3.3. IoT-A Architectural Reference Model

IoT comprises heterogeneous things and technologies, so a significant issue arises regarding architectural standardization. To address this challenge, the European Lighthouse Integrated Project was proposed in 2016, named IoT-A (as shown in Figure 7), which includes the creation of architectural reference models along with the composition of key building blocks [25]. IoT-A uses an experimental paradigm that combines a top-down approach for forming architectural principles and prototype-based design guidelines for exploring the technical consequences of previously chosen architectural designs that support interoperability.

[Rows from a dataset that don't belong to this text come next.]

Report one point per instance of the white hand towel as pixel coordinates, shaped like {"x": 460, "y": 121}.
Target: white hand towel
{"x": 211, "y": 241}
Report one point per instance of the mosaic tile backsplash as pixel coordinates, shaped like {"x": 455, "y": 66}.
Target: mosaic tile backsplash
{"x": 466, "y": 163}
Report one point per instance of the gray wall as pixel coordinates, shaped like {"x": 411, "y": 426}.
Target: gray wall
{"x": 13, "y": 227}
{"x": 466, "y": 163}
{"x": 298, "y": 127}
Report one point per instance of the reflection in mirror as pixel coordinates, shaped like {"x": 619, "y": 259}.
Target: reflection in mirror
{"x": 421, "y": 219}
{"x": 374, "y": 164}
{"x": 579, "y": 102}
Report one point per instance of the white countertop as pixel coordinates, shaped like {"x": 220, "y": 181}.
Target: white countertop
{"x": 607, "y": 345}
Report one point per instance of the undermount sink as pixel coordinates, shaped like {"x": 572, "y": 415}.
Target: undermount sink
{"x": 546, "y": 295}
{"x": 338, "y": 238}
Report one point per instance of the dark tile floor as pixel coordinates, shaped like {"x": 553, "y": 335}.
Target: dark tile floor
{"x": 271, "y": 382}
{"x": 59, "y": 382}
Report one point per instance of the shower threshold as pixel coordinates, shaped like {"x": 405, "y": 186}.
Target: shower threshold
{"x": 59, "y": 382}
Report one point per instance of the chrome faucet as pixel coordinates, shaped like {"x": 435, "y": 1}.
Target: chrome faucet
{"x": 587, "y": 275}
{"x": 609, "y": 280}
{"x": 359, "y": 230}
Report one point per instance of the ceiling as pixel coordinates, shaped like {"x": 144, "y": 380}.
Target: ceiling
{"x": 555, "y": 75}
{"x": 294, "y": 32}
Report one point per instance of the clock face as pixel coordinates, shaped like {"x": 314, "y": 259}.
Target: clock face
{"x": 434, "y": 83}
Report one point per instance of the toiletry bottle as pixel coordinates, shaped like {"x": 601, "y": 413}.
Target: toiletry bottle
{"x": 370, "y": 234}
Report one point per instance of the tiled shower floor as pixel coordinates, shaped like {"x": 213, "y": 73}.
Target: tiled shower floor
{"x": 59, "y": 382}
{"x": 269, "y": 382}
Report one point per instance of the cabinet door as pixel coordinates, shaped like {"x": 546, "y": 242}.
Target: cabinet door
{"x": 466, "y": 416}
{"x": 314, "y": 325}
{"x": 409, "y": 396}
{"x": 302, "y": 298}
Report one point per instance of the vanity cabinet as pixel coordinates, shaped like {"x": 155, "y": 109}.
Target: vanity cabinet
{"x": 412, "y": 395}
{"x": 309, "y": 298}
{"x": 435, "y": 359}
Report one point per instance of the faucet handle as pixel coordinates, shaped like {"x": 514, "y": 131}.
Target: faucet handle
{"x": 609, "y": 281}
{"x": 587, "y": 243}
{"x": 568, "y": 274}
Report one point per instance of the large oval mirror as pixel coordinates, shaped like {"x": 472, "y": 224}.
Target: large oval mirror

3.3.1. Advantages of IoT-A Reference Architecture

• This model can be concretely related to the other standard IoT architectures.
• It promotes the overall understanding of IoT domains.
• A reference architecture can be drawn based on IoT-A architecture using its building blocks.

3.3.2. Disadvantages of IoT-A Reference Architecture

• It is a bit harder to understand the processes and responsibilities of each layer.
• Limited adaptability, and it is difficult to understand a complex functional view along with a security and privacy perspective.
• Designing a reference architecture from the IoT-A model must consider the domain, information, and communication models.

3.4. Intel’s IoT Architecture

Intel has defined an IoT architecture named the System Architecture Specification [26]. This model (as shown in Figure 8) has three components: things, network, and cloud, providing device and data security. Moreover, it is designed to facilitate more intelligent IoT and transfer the computation to the edge for faster data accumulation and analysis responses.

Advantages of Intel’s IoT Architecture

• It supports enterprises to move towards the edge. This facilitates bulk data capturing, faster analysis, and high-speed processing.
• Strategic decision-making is enabled in the IoT-A reference model.
• It delivers more significant support for big data processing and analytics.

3.5. Three-Layer Architecture

This IoT architecture is helpful for beginners in IoT [27,28]. The 3-layer model (as shown in Figure 9a) consists of the perception layer, a network layer, and an application layer. The perception layer collects data through physical devices such as sensors, actuators, and other edge devices. The network layer obtains the data from the perception layer for storage and distribution. The application layer enables communication with the user for accessing application-specific resources.

3.5.1. Advantages of Three-Layer Architecture

• Simple architecture and easy-to-understand flow of IoT data.
• Any real-time application can be used in this basic architecture.

3.5.2. Disadvantages of Three-Layer Architecture

• Three-layer architecture presents the abstract view of the IoT operational stack, so it cannot deliver detailed architecture for designing a reference architecture.
• It provides the outline of IoT and does not give practical insight into researching the IoT.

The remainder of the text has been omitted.